12/8-tel Grooves werden gerne im Blues-Rock gespielt. In dieser Musikrichtung klingt es passend, wenn die Backbeats und die Bassdrum „mächtig“ klingen und das Becken „bouncy“ auf der Kuppe mit dem Stick gespielt wird.

Kreisbewegeungen mit den Jazz-Besen im 12/8-tel Gefühl.
Audio 12/8-tel mit kreisenden Jazz-Besen

In den Blues- und Soulkompositionen der frühen Popomusik wurden 12/8-tel jedoch mehr jazzig ohne viel „Alarm“ – gerne auch mit den Jazzbesen – gespielt.

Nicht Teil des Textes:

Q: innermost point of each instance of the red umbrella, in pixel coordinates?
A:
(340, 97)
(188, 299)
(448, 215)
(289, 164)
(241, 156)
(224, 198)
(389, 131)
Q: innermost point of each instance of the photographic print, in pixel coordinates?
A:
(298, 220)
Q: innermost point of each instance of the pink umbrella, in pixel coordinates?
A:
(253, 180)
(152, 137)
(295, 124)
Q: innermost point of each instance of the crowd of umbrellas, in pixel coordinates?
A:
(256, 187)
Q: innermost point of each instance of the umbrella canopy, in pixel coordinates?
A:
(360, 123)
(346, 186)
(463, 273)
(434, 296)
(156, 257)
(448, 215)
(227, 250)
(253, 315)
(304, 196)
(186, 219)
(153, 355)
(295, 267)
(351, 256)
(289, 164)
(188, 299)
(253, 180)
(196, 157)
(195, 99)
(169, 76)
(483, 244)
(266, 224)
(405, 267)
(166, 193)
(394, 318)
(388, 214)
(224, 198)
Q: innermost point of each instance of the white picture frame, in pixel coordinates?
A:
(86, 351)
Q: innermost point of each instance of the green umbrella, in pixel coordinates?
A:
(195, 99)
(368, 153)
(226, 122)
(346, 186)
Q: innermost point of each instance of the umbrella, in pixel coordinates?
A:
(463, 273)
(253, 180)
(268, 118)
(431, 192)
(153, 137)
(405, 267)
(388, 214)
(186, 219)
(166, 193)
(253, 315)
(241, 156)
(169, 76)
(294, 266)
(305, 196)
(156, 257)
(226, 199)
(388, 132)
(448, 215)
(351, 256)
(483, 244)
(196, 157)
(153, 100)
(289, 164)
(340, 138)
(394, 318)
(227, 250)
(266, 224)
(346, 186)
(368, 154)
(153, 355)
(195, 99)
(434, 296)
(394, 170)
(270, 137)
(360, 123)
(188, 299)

Das klingt ganz interessant und schafft Nachtclub-Atmosphäre wenn auf der Snare durch Kreisen ein gleichmäßig ruhiger Fluss ensteht oder das Ridebecken „verwaschen“ pulsieren darf.

Christian W. Eggers – 24. August 2021 – Überarbeitet und Ergänzungen eingefügt am 5. Dezember 2021- christian@stompology.org (letzte Aktuialisierung am 9. Dezember 2021)

Quellen: The Commandments Of Early Rhythm And Blues Drumming, Daniel Glaas, Zoro; Second Line 100 Years Of New Orleans Drumming, Antoon Aukes; Handbuch der populären Musik (Schott)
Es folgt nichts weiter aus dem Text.